Hooker v. State, 497 So.2d 982 (FL Ct. App. 1986)

Hooker v. State, 497 So.2d 982 (FL Ct. App. 1986)

State: Please Select
Date: November 19, 1986
Defendant: Hooker

Hooker v. State

No. 85-364

Court of Appeal of Florida, Second District

497 So. 2d 982; 1986 Fla. App. LEXIS 11024; 11 Fla. L. Weekly 2452

November 19, 1986

 

COUNSEL:

James Marion Moorman, Public Defender, and Deborah K. Brueckheimer, Assistant Public Defender, for Appellant.

Jim Smith, Attorney General, and Joseph R. Bryant, Assistant Attorney General, for Appellee.

 

JUDGES:

Lehan, Judge, Danahy, C.J., and Frank, J., concur.

 

OPINION BY: LEHAN

 

We affirm defendant’s conviction for second degree murder but remand for further consideration of the sentence.

Defendant was convicted of second degree murder for shooting at night into a trailer which he had reason to believe was occupied, which he believed to be occupied, and which was occupied. He killed one of the occupants, Mario Ortiz, a Guatemalan farm worker. The evidence is clear that defendant fired the shot while he was with a group of men who had gone to the area with the avowed purpose of looking for Mexicans to run out of town. Defendant first contends, citing Mathis v. State, 45 Fla. 46, 34 So. 287, 293 (Fla. 1903), that he should have been convicted of third degree murder. We disagree. We agree with the state’s argument that defendant’s activities fell squarely within the statutory definition of second degree murder, to wit, an act “imminently dangerous to another and evincing a depraved mind regardless of human life, although without any premeditated design. . . .” Section 782.04(2), Fla. Stat. (1985). See Manuel v. State, 344 So.2d 1317, 1319 (Fla. 2d DCA 1977) (“The depravity of mind required in second degree murder has been equated with malice in the commonly understood sense of ill will, hatred, spite or evil intent.”); Marasa v. State, 394 So.2d 544, 545 (Fla. 5th DCA 1981) (“An act is one imminently dangerous to another and evincing a depraved mind if it is an act which (1) a person of ordinary judgment would know is reasonably certain to kill or do serious bodily injury to another, (2) is done from ill will, hatred, spite, or an evil intent, and (3) is of such a nature that the act itself indicates an indifference to human life.”).
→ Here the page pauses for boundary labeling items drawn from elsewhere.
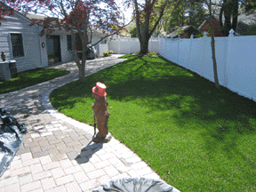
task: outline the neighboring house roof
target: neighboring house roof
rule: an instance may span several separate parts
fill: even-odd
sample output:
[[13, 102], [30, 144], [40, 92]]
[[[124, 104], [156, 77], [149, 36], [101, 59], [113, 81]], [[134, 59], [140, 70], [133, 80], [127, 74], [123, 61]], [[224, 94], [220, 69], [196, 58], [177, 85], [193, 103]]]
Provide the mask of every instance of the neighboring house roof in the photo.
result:
[[31, 14], [31, 13], [28, 13], [26, 15], [27, 18], [28, 18], [29, 20], [44, 20], [44, 18], [46, 18], [46, 16], [44, 15], [38, 15], [38, 14]]
[[[188, 33], [188, 32], [190, 31], [190, 33], [192, 33], [192, 34], [194, 34], [194, 35], [195, 35], [195, 34], [196, 35], [196, 34], [201, 34], [201, 33], [202, 33], [198, 28], [195, 28], [195, 27], [192, 26], [192, 25], [190, 25], [190, 26], [183, 26], [183, 27], [180, 28], [179, 29], [177, 29], [177, 30], [172, 32], [171, 34], [167, 35], [167, 38], [172, 38], [172, 36], [173, 38], [178, 37], [179, 35], [180, 35], [180, 29], [183, 30], [185, 33]], [[190, 35], [189, 35], [189, 36], [190, 36]]]
[[246, 25], [256, 25], [256, 12], [252, 14], [242, 12], [238, 15], [238, 22], [243, 22]]
[[[221, 36], [222, 34], [220, 33], [220, 30], [221, 30], [219, 20], [216, 19], [216, 18], [219, 18], [219, 16], [215, 15], [214, 17], [212, 16], [212, 18], [214, 18], [213, 20], [215, 21], [215, 24], [213, 22], [213, 25], [215, 28], [214, 29], [218, 31], [218, 32], [215, 32], [214, 35], [215, 36]], [[225, 19], [223, 17], [223, 21]], [[251, 14], [246, 14], [245, 12], [242, 12], [238, 15], [237, 26], [236, 26], [236, 30], [235, 35], [240, 36], [240, 35], [243, 35], [244, 33], [246, 34], [250, 30], [250, 28], [252, 28], [252, 27], [253, 26], [254, 28], [256, 27], [256, 12]], [[200, 29], [201, 31], [207, 31], [206, 28], [208, 28], [208, 27], [209, 27], [208, 21], [207, 20], [204, 20], [204, 21], [200, 25], [198, 29]], [[255, 31], [255, 35], [256, 35], [256, 31]]]

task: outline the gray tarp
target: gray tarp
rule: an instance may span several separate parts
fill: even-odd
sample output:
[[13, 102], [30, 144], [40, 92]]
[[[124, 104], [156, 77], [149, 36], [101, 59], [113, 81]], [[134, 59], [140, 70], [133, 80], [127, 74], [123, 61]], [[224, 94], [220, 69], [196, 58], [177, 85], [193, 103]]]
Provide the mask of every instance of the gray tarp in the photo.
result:
[[3, 123], [0, 127], [1, 177], [19, 150], [22, 142], [22, 135], [20, 132], [26, 132], [27, 127], [24, 124], [20, 124], [16, 118], [2, 108], [0, 108], [0, 120]]
[[15, 125], [0, 129], [0, 177], [4, 174], [22, 142], [22, 135]]
[[174, 187], [158, 180], [148, 178], [123, 178], [103, 184], [92, 192], [180, 192]]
The following language from Mathis does appear to support defendant’s contention: “The unlawful killing of a human being without any design to effect death by one who wantonly or maliciously shoots at or in any dwelling or any other house which is being used or occupied is murder in the third degree.” But we do not believe that that language, which is dicta, should be construed as limiting a conviction to third degree murder under the circumstances of this case. The jury was also instructed on third degree murder, and its verdict of second degree murder was supported by the evidence.

Contrary to defendant’s second contention, we do not conclude that the trial court’s instruction on third degree murder was erroneous and reversible error. Florida E. Coast Ry. v. Lawler, 151 So.2d 852 (Fla. 3d DCA 1963); Owca v. Zemzicki, 137 So.2d 876 (Fla. 2d DCA 1962).
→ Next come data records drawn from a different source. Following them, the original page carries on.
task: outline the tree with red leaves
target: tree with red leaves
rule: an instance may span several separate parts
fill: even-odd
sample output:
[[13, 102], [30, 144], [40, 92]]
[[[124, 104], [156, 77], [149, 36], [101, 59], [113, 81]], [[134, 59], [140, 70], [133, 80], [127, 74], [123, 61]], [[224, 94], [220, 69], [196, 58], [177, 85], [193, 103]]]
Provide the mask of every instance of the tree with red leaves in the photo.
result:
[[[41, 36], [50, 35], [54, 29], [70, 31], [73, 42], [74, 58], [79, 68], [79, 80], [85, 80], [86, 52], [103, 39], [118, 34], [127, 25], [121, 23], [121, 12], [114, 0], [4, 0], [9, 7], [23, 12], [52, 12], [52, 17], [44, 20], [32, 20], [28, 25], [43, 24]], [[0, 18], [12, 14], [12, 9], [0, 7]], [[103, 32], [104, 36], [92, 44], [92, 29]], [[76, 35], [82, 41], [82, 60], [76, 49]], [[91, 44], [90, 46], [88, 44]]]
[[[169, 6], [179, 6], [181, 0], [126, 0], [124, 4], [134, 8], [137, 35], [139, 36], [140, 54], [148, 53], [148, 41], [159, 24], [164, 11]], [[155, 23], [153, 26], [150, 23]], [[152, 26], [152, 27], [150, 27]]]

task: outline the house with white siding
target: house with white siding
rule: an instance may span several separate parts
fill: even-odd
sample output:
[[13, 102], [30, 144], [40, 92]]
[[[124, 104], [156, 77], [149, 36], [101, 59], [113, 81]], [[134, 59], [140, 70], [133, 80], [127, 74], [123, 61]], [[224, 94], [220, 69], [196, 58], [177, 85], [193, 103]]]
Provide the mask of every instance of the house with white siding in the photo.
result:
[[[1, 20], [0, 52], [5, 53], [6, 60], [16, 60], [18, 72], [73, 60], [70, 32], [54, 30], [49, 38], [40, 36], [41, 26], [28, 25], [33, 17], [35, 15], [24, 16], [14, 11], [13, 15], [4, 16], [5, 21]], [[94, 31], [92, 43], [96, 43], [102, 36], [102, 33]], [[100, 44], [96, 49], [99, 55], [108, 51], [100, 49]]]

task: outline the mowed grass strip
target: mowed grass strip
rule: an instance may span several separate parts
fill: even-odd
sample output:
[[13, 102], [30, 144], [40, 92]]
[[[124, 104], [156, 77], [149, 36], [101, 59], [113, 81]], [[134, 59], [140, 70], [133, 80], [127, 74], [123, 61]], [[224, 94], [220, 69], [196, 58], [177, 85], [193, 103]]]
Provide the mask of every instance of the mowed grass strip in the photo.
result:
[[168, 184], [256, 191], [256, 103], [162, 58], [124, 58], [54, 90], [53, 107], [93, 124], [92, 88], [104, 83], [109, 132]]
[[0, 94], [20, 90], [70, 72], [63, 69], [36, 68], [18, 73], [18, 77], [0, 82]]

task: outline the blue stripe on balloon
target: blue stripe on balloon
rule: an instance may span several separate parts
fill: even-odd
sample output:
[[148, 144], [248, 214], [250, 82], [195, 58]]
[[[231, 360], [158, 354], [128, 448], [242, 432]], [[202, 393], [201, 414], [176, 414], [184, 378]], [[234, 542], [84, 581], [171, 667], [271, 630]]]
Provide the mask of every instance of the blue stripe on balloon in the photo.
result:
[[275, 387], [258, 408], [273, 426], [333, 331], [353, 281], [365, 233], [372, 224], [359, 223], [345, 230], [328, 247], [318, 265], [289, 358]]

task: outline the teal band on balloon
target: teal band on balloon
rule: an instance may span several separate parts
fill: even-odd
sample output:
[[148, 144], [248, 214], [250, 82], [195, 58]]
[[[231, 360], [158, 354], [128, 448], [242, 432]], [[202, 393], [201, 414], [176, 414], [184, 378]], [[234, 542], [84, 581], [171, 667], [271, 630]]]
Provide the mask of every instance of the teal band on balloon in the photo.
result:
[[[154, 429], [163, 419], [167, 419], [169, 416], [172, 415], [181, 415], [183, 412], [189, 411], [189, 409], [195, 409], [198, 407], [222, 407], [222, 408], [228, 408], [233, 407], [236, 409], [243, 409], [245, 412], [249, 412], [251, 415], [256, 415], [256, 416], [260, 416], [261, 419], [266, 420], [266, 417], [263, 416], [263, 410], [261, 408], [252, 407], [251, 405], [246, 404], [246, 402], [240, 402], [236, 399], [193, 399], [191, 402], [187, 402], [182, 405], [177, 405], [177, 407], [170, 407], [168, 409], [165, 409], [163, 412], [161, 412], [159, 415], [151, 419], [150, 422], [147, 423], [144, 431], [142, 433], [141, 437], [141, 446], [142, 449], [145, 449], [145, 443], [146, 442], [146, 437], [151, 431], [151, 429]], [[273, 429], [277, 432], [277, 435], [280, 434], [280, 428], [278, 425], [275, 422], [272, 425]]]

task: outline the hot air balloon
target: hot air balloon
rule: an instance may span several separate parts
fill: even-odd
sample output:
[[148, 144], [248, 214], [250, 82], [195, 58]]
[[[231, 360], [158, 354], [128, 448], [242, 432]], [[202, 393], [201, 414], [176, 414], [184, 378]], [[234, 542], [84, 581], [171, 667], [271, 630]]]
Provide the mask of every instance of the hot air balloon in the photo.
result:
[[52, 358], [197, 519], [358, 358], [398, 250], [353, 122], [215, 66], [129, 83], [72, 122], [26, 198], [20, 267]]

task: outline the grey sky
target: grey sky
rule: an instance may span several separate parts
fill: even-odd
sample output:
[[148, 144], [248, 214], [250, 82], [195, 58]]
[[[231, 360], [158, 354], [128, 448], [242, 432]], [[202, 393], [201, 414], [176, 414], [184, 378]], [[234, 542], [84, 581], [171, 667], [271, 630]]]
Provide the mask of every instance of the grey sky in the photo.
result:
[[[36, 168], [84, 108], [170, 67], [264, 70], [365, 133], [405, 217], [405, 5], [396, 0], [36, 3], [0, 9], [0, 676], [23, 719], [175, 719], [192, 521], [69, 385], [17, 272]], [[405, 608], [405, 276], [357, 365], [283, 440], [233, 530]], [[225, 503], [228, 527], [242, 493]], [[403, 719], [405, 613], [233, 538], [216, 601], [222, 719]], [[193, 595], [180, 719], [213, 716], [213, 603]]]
Contrary to defendant’s third contention, we do not conclude under the circumstances of this case that there was reversible error in the trial court’s exercise of its discretion in refusing to conduct an inquiry of jurors after defense counsel stated that he overheard one juror comment to another juror about the facts of the case. See United States v. Chiantese, 582 F.2d 974 (5th Cir. 1978).

As his fourth contention, defendant argues that the trial court erred in leaving blank in the sentence form the space allowing credit for time served. See ß 921.161(1), Fla. Stat. (1985). The state agrees. We remand for the trial court to consider and rule upon credit for time served.

The conviction is affirmed. The sentence is reversed and remanded for computation of the correct credit time.

DANAHY, C.J., and FRANK, J., Concur.